Le bizze climatiche che sconvolgono il normale ciclo della natura con la perdita per l’ortofrutta italiana di oltre il 27% della produzione in un 2021 segnato in media da quasi sei eventi estremi al giorno tra siccità, bombe d’acqua, violente grandinate e gelo che hanno compromesso pesantemente i raccolti.

Secondo l’analisi di Coldiretti “2021, l’anno nero della frutta Made in Italy” l’andamento climatico anomalo con l’inverno bollente, il gelo in primavera ed una estate divisa tra caldo africano, siccità e violenti temporali hanno prima danneggiato le fioriture e poi i frutti con i raccolti dell’ortofrutta italiana che sono scesi al minimo da inizio secolo. Il risultato è un calo che riguarda tutti i prodotti, dalle mele (-12%) alle pere (-69%), dalle susine (-33%) ai kiwi (-29%), dalle albicocche (-37%) alle pesche (-48%) fino alle ciliegie (-20%) rispetto alla media dei cinque anni precedenti.
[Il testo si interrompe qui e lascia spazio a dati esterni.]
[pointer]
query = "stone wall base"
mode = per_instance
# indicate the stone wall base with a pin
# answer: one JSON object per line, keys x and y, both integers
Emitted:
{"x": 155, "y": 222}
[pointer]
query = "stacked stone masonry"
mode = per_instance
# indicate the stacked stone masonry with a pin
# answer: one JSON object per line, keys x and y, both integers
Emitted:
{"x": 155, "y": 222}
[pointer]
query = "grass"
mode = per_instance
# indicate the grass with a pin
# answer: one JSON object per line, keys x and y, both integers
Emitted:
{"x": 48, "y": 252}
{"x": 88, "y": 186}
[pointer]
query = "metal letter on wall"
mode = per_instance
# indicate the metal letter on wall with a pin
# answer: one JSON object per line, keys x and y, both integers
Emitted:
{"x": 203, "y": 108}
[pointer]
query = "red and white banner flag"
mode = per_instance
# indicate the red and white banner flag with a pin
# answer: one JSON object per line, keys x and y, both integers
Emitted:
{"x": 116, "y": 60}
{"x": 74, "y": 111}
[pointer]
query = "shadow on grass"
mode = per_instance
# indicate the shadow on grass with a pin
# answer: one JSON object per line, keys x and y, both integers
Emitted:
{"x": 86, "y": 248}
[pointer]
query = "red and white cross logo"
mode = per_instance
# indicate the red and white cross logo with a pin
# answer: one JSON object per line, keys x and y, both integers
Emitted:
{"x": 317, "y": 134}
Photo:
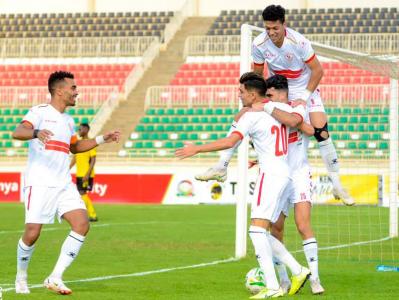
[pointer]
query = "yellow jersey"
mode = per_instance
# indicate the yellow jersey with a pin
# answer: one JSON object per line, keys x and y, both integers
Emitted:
{"x": 83, "y": 162}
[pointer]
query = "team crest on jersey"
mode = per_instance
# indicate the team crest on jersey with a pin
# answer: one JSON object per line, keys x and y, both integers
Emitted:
{"x": 289, "y": 56}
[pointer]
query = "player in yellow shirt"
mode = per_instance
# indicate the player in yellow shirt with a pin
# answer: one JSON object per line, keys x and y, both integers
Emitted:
{"x": 85, "y": 162}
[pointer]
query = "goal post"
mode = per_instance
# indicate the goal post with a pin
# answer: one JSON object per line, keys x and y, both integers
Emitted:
{"x": 383, "y": 67}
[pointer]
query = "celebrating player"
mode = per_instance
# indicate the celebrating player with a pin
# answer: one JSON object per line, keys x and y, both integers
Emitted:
{"x": 288, "y": 53}
{"x": 85, "y": 162}
{"x": 48, "y": 188}
{"x": 300, "y": 191}
{"x": 270, "y": 140}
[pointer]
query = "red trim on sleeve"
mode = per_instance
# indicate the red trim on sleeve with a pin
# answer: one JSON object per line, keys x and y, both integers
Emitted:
{"x": 299, "y": 116}
{"x": 260, "y": 189}
{"x": 27, "y": 122}
{"x": 239, "y": 133}
{"x": 30, "y": 193}
{"x": 74, "y": 139}
{"x": 310, "y": 59}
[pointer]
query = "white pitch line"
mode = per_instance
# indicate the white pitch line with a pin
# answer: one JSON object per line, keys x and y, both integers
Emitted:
{"x": 231, "y": 259}
{"x": 139, "y": 274}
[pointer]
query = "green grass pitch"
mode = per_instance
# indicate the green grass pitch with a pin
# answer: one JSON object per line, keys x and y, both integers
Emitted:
{"x": 140, "y": 240}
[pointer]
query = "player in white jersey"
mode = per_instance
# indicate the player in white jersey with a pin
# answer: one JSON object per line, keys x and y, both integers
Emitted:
{"x": 271, "y": 144}
{"x": 300, "y": 190}
{"x": 48, "y": 188}
{"x": 288, "y": 53}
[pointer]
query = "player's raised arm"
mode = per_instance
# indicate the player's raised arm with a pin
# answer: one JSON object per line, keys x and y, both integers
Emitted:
{"x": 86, "y": 145}
{"x": 316, "y": 74}
{"x": 221, "y": 144}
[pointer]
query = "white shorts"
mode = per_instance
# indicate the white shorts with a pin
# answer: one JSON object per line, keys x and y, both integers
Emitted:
{"x": 299, "y": 190}
{"x": 314, "y": 104}
{"x": 266, "y": 202}
{"x": 43, "y": 203}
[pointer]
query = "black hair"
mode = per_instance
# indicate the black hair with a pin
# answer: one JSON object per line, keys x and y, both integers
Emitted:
{"x": 274, "y": 13}
{"x": 85, "y": 125}
{"x": 254, "y": 81}
{"x": 57, "y": 77}
{"x": 279, "y": 82}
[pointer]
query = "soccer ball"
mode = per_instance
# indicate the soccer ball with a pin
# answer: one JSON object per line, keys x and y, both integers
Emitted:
{"x": 255, "y": 280}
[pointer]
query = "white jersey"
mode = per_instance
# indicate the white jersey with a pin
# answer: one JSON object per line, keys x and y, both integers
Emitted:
{"x": 270, "y": 139}
{"x": 298, "y": 144}
{"x": 289, "y": 60}
{"x": 48, "y": 164}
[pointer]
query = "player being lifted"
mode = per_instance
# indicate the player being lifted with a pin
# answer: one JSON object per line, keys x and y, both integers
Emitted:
{"x": 48, "y": 187}
{"x": 300, "y": 191}
{"x": 271, "y": 144}
{"x": 288, "y": 53}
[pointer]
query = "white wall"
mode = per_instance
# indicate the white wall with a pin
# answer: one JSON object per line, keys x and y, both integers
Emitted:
{"x": 202, "y": 7}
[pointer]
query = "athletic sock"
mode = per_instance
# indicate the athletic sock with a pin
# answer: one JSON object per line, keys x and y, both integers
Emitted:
{"x": 310, "y": 249}
{"x": 281, "y": 270}
{"x": 69, "y": 251}
{"x": 280, "y": 252}
{"x": 264, "y": 255}
{"x": 24, "y": 253}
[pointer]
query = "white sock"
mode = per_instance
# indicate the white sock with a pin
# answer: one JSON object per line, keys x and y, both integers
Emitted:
{"x": 329, "y": 155}
{"x": 24, "y": 253}
{"x": 284, "y": 256}
{"x": 264, "y": 255}
{"x": 69, "y": 251}
{"x": 281, "y": 270}
{"x": 310, "y": 249}
{"x": 226, "y": 155}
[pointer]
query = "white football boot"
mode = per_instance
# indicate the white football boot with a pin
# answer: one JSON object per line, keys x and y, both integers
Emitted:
{"x": 57, "y": 285}
{"x": 21, "y": 286}
{"x": 316, "y": 287}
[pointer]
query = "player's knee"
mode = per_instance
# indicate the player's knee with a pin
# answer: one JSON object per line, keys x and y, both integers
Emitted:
{"x": 321, "y": 134}
{"x": 82, "y": 227}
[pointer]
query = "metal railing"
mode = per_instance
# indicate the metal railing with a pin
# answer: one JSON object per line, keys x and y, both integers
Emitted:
{"x": 74, "y": 47}
{"x": 376, "y": 44}
{"x": 212, "y": 96}
{"x": 138, "y": 71}
{"x": 93, "y": 96}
Una situazione drammatica per i produttori colpiti dalle calamità che in molti casi – sottolinea la Coldiretti – hanno perso un intero anno di lavoro, ma che riguarda anche i consumatori che hanno dovuto affrontare un carrello della spesa più costoso.
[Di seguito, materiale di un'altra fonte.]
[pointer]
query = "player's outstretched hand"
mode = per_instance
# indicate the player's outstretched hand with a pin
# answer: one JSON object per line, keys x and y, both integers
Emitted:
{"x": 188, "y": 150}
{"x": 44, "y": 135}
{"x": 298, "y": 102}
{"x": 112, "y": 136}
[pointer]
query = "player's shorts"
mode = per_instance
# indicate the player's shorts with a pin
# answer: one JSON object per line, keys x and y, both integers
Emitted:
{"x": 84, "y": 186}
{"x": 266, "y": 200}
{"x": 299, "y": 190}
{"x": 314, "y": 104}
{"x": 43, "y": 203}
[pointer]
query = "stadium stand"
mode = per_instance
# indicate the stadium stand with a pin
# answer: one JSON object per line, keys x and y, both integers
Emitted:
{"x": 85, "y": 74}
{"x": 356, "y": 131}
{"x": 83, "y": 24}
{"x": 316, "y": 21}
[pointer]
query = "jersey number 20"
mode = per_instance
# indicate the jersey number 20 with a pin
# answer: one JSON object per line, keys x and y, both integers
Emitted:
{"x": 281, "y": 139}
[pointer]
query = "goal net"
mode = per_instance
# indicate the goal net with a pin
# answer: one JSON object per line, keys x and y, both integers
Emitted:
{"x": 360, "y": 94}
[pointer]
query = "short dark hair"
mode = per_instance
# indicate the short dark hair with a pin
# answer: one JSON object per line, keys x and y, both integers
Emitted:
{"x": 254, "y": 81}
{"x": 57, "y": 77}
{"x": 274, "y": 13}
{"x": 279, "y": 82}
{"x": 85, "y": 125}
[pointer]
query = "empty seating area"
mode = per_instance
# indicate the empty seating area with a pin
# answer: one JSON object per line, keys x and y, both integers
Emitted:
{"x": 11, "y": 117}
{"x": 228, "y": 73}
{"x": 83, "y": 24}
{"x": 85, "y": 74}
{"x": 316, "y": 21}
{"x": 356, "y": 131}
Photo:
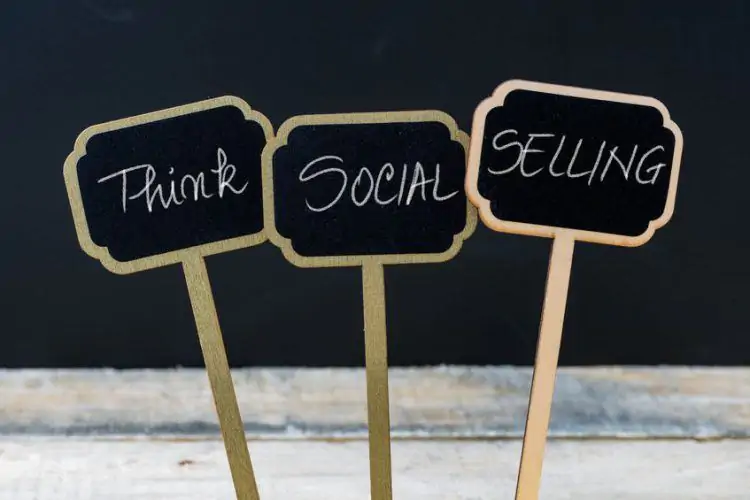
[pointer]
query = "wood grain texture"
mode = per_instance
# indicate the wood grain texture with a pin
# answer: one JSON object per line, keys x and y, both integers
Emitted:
{"x": 90, "y": 469}
{"x": 430, "y": 402}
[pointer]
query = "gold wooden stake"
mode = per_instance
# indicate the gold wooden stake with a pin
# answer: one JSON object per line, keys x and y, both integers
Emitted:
{"x": 376, "y": 362}
{"x": 217, "y": 366}
{"x": 545, "y": 367}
Il settore dell’ortofrutta italiana garantisce all’Italia 440.000 posti di lavoro, pari al 40% del totale in agricoltura, con un fatturato di 15 miliardi di euro all’anno tra fresco e trasformato grazie all’attività di oltre 300.000 aziende agricole su più di un milione di ettari coltivati in Italia e vanta ben 113 prodotti ortofrutticoli Dop e Igp. L’Italia della frutta – sottolinea Coldirettiprimeggia in Europa con molte produzioni importanti: dalle mele alle pere, dalle ciliegie alle uve da tavola, dai kiwi alle nocciole fino alle castagne ma anche per molte verdure e ortaggi tipici della dieta mediterranea come pomodori, melanzane, carciofi, cicoria fresca, indivie, sedano e finocchi.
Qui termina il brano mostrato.